Vandilson Ribeiro, de 18 anos, foi atingido na cabeça supostamente de forma acidental dentro de uma residência.
Polícia investiga morte de jovem e retirada de arma da cena do disparo em Rosário
Polícia investiga a morte de Vandilson Ribeiro, de 18 anos, atingido por um tiro dentro de uma residência em Rosário (Foto: Divulgação)

A Polícia Civil investiga as circunstâncias da morte de Vandilson Ribeiro Muniz Filho, de 18 anos, atingido por um disparo de arma de fogo na noite dessa sexta-feira (28), dentro de uma residência no Centro de Rosário. Embora as informações iniciais apontem para um tiro acidental, a dinâmica do caso ainda será esclarecida.

Segundo a Polícia Militar, Vandilson estaria manuseando um revólver na companhia da namorada, uma adolescente de 15 anos, quando ocorreu o disparo. A versão preliminar indica que a jovem teria acionado a arma acidentalmente.

Uma guarnição que realizava rondas foi informada sobre a ocorrência e seguiu até a Travessa José Machado. Ao entrar no imóvel, os policiais encontraram o jovem sem sinais vitais e com uma lesão provocada por tiro na região da cabeça.

Arma teria sido retirada da residência

Após a chegada da equipe, familiares relataram que dois homens teriam entrado na casa e retirado a arma usada no episódio. A identidade dessas pessoas e a razão pela qual o revólver foi removido do local não foram informadas.

Durante as diligências, moradores indicaram aos policiais o ponto onde o objeto teria sido abandonado. A guarnição encontrou um revólver Taurus calibre 38, um estojo de munição deflagrada e outros três intactos.

O material foi encaminhado à Delegacia de Polícia Civil e deverá passar por perícia.
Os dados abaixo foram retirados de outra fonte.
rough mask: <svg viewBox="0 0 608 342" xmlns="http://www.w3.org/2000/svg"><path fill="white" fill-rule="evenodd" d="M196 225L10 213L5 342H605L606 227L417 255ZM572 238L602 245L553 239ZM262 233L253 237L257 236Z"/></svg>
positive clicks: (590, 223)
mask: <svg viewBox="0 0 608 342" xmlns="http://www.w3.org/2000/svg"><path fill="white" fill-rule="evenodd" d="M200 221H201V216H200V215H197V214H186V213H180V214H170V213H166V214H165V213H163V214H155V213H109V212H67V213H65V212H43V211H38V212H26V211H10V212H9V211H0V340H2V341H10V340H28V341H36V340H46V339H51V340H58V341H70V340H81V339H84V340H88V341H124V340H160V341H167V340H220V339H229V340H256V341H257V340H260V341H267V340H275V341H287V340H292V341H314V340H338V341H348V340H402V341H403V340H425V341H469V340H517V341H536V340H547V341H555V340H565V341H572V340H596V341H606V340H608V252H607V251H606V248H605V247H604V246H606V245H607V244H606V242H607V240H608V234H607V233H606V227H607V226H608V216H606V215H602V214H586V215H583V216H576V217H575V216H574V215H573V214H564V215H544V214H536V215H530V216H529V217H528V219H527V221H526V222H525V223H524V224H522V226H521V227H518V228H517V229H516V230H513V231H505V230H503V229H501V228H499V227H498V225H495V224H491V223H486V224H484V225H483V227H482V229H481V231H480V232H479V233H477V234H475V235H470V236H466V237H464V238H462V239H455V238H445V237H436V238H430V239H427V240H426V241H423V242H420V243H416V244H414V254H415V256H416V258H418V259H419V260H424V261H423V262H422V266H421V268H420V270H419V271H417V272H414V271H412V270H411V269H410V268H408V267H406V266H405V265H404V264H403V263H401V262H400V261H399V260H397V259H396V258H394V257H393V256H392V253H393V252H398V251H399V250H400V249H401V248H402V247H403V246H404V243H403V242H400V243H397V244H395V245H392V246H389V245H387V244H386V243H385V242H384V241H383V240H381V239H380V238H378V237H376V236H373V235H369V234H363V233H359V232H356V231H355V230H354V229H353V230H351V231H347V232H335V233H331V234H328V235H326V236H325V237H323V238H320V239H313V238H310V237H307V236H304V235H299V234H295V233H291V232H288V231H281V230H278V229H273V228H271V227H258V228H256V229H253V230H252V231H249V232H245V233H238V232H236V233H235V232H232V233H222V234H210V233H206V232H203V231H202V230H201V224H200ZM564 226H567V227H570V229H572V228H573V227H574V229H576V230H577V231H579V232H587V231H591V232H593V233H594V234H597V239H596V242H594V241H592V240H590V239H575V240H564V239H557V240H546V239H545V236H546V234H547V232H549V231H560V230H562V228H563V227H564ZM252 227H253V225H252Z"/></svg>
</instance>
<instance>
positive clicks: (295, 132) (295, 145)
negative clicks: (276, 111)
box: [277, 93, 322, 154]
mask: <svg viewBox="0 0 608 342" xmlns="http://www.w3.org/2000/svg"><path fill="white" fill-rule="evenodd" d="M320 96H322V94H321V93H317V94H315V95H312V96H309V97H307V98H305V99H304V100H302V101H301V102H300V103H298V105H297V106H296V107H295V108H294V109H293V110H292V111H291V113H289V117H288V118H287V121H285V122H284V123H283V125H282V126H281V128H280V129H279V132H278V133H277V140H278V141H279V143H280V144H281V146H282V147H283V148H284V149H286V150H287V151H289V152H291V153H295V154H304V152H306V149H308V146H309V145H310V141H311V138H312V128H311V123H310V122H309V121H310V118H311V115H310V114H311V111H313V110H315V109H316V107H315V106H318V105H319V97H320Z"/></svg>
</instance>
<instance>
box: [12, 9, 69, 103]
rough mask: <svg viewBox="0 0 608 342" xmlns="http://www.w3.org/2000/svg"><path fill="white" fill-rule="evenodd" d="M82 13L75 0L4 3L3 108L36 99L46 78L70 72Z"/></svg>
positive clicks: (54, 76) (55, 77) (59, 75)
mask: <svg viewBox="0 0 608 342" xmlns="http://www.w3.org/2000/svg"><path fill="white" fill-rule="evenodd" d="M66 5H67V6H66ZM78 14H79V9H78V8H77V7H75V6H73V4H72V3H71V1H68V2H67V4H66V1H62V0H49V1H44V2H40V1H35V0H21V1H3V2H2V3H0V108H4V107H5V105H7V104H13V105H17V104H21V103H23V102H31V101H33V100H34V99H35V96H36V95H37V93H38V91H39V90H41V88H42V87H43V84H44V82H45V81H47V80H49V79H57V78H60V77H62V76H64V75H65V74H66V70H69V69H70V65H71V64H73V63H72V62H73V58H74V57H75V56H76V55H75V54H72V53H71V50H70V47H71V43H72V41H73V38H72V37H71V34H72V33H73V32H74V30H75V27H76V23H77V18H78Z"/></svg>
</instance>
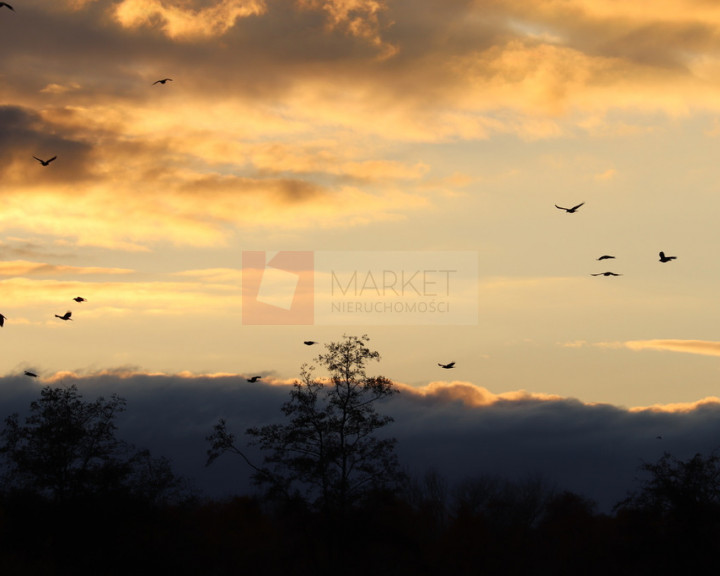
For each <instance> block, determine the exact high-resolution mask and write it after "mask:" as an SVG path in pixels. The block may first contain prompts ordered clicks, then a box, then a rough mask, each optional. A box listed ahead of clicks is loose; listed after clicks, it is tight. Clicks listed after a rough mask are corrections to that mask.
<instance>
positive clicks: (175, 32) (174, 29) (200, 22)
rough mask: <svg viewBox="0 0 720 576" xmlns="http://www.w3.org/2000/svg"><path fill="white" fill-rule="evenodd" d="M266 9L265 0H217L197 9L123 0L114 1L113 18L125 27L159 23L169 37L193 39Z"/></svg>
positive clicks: (139, 0)
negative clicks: (196, 9) (115, 1)
mask: <svg viewBox="0 0 720 576" xmlns="http://www.w3.org/2000/svg"><path fill="white" fill-rule="evenodd" d="M266 10H267V6H266V3H265V1H264V0H219V1H218V2H216V3H215V4H214V5H211V6H208V7H205V8H200V9H198V10H196V9H193V8H192V6H191V5H188V3H186V2H178V1H173V0H122V1H121V2H119V3H118V4H116V5H115V18H116V20H117V21H118V22H119V23H120V25H122V26H124V27H126V28H137V27H140V26H159V27H160V28H162V30H163V31H164V32H165V34H166V35H167V36H168V37H170V38H173V39H177V40H194V39H201V38H209V37H213V36H217V35H220V34H224V33H225V32H227V31H228V30H229V29H230V28H232V27H233V26H234V25H235V22H236V21H237V20H238V19H240V18H247V17H249V16H259V15H261V14H263V13H264V12H265V11H266Z"/></svg>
O trabalho pericial poderá confirmar se o projétil que matou Vandilson partiu da arma apreendida, além de fornecer elementos sobre a posição do disparo e o manuseio do revólver.

Versões serão apuradas

O caso foi registrado inicialmente como homicídio culposo, quando não há intenção de matar. A classificação, entretanto, poderá ser mantida ou alterada conforme o avanço das investigações.

A Polícia Civil deverá ouvir a adolescente, familiares, testemunhas e as pessoas apontadas como responsáveis pela retirada da arma. Também será apurada a procedência do revólver, quem era seu proprietário e como os jovens tiveram acesso ao armamento.